Robert M. Levy, M.D., Ph.D.
Neurosurgeon; President, International Neuromodulation Society; Editor-in-Chief, Neuromodulation: Technology at the Neural Interface
Chronic pain is one of the most significant causes of disability and loss of quality of life throughout the world. A significant majority of patients fail to respond to non-opioid medications, and chronic opioid therapy is both ineffective and dangerous, often resulting in tolerance, addiction, and even death.
Neuromodulation therapies, including but not limited to techniques like spinal cord (SCS), dorsal root ganglion (DRGS) and peripheral nerve stimulation (PNS), intraspinal drug administration (IDDS), and non-invasive techniques like transcranial magnetic stimulation (rTMS) and transcranial direct current stimulation (tDCS) have, on the other hand, been highly successful in treating chronic pain with a remarkable safety profile.
The great effectiveness and low rate of complications are the result of technical advances over the past 20 years. Contemporary neurostimulation techniques are expected to provide 50 percent or greater pain relief in 80 percent or more patients, while 70 percent of patients can be expected to obtain 80 percent pain relief or more. The devices are quite robust, with excellent results reported for several years.
Unlike other procedures, neuromodulation techniques are tested prior to device implantation. Thus, patients know how well the device will work before the permanent procedure.
The trial of SCS or DRGS uses needles to introduce stimulation leads into the epidural space, like the insertion of an epidural catheter during labor and delivery. For PNS, the wires are placed through needles and placed next to the involved nerve(s). Wires are attached to an external battery and taped to the skin. Patients then test the system for several days to determine whether it provides sufficient relief to warrant the permanent implant.

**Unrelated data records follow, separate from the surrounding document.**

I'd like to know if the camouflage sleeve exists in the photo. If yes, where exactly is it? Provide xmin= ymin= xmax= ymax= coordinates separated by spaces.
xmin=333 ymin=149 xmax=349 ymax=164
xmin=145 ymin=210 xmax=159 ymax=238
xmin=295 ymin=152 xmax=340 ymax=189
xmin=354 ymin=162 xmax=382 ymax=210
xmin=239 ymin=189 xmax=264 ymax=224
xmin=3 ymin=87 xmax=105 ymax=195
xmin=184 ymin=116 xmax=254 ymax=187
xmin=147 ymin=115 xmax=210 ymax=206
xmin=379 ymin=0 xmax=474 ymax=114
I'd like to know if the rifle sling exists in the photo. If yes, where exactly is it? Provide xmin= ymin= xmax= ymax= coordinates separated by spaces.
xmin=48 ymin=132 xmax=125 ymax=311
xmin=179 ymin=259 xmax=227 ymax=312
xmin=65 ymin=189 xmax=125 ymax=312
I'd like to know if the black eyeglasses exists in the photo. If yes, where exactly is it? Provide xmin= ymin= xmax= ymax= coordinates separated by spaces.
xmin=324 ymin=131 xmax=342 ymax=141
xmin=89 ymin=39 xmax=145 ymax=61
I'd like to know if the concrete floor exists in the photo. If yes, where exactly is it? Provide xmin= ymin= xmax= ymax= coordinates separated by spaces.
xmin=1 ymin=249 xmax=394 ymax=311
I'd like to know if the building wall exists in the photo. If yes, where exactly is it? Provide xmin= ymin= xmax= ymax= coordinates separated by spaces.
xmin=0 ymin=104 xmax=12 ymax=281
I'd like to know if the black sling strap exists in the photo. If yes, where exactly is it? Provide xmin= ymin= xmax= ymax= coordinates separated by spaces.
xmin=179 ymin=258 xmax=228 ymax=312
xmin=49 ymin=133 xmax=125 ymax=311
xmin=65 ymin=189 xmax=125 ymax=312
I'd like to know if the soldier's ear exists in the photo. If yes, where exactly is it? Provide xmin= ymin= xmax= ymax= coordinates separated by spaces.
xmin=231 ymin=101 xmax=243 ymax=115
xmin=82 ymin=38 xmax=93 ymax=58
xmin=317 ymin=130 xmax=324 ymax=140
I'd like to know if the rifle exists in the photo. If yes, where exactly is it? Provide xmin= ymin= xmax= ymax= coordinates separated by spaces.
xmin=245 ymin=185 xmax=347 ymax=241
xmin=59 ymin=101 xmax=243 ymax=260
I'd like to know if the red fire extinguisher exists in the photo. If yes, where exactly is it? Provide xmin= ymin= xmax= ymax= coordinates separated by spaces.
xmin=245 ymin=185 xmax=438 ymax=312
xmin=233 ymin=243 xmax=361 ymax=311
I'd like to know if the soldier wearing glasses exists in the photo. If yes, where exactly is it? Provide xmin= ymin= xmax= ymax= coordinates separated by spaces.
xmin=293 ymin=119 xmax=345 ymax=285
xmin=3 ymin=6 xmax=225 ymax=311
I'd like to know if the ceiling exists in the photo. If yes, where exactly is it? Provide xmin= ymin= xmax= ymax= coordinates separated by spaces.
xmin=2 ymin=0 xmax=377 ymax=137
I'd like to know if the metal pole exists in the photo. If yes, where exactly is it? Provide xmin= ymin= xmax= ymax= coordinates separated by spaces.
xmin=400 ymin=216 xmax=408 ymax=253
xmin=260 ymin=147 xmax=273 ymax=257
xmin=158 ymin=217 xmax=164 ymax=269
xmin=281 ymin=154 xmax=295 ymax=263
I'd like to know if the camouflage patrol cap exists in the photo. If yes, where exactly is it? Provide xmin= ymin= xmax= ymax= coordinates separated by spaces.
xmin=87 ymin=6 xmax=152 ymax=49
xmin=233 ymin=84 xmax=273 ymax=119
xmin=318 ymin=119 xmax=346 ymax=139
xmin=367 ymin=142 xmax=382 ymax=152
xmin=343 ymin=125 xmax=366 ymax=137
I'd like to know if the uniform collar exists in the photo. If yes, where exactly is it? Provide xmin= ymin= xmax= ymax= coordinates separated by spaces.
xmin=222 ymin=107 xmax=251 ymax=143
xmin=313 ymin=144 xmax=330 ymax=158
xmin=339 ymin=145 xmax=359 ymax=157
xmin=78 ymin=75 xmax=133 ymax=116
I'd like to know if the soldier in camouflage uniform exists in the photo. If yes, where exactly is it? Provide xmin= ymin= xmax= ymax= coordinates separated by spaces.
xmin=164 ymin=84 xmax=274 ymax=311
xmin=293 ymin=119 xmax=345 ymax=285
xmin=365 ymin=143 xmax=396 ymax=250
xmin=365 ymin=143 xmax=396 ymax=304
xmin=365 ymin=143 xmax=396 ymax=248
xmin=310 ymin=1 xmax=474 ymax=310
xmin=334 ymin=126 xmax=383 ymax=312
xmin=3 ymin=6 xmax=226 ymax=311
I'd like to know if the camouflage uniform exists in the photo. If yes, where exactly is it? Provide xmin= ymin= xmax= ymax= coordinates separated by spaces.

For the permanent procedures, a small incision is made and new sterile wires are placed and run under the skin to a second incision where the battery is placed. Conventional batteries (requiring replacement at the end of life), rechargeable batteries (which have battery lives of 10 years or more), and even wireless systems with external batteries are available based upon individual patient needs.

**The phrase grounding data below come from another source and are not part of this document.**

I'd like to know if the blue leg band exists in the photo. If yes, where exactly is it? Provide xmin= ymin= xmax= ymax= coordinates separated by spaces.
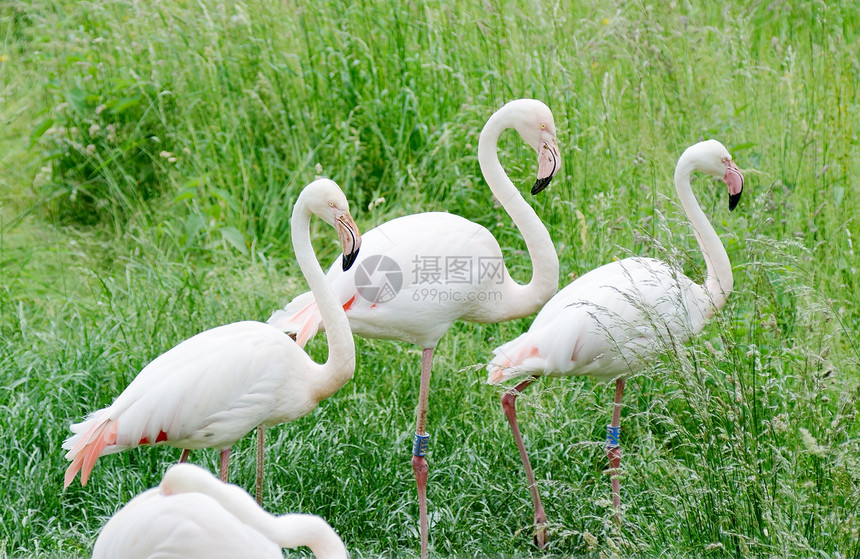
xmin=606 ymin=425 xmax=621 ymax=448
xmin=413 ymin=433 xmax=430 ymax=457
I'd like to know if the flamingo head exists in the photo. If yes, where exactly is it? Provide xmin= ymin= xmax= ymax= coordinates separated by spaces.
xmin=689 ymin=139 xmax=745 ymax=211
xmin=502 ymin=99 xmax=562 ymax=195
xmin=300 ymin=179 xmax=363 ymax=271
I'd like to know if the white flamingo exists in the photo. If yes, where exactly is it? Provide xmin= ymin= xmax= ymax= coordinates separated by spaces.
xmin=486 ymin=139 xmax=744 ymax=546
xmin=92 ymin=463 xmax=348 ymax=559
xmin=268 ymin=99 xmax=562 ymax=558
xmin=63 ymin=179 xmax=362 ymax=501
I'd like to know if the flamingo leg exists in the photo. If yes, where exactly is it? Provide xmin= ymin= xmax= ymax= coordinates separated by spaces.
xmin=606 ymin=377 xmax=626 ymax=525
xmin=256 ymin=427 xmax=265 ymax=505
xmin=219 ymin=448 xmax=231 ymax=482
xmin=500 ymin=378 xmax=548 ymax=549
xmin=178 ymin=448 xmax=190 ymax=463
xmin=412 ymin=347 xmax=434 ymax=559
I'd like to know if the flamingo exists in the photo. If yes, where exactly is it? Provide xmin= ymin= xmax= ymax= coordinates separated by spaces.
xmin=92 ymin=463 xmax=348 ymax=559
xmin=486 ymin=139 xmax=744 ymax=546
xmin=268 ymin=99 xmax=562 ymax=558
xmin=63 ymin=179 xmax=362 ymax=502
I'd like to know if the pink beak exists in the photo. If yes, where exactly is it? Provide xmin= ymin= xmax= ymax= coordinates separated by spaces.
xmin=532 ymin=130 xmax=561 ymax=195
xmin=724 ymin=159 xmax=744 ymax=211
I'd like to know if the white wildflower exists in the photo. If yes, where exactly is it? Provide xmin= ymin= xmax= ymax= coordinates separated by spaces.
xmin=772 ymin=413 xmax=788 ymax=434
xmin=34 ymin=164 xmax=52 ymax=187
xmin=799 ymin=427 xmax=826 ymax=457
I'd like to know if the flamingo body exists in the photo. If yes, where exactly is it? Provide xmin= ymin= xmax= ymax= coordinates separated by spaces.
xmin=93 ymin=490 xmax=283 ymax=559
xmin=488 ymin=256 xmax=713 ymax=384
xmin=64 ymin=323 xmax=319 ymax=472
xmin=270 ymin=211 xmax=541 ymax=348
xmin=92 ymin=463 xmax=347 ymax=559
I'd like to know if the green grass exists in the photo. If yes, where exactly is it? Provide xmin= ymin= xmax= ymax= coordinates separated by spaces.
xmin=2 ymin=0 xmax=859 ymax=557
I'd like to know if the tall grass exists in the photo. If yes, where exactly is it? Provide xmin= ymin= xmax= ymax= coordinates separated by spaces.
xmin=1 ymin=0 xmax=858 ymax=557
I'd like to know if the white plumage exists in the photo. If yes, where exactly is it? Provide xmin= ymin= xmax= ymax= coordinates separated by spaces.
xmin=487 ymin=139 xmax=744 ymax=545
xmin=63 ymin=179 xmax=362 ymax=489
xmin=488 ymin=256 xmax=713 ymax=383
xmin=268 ymin=99 xmax=563 ymax=559
xmin=92 ymin=463 xmax=347 ymax=559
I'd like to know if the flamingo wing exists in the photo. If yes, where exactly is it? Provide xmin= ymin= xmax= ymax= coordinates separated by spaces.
xmin=488 ymin=257 xmax=712 ymax=383
xmin=92 ymin=489 xmax=282 ymax=559
xmin=269 ymin=212 xmax=508 ymax=348
xmin=64 ymin=321 xmax=311 ymax=486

Non-invasive stimulation techniques, which involve placing a magnetic coil or electrical source over the brain region(s) to be stimulated, are currently undergoing development and careful investigation to see if they can be used to provide similar degrees of pain relief in chronic pain patients.
In light of the factors noted above, neuromodulation techniques can be an important and effective tool in the treatment of chronic pain.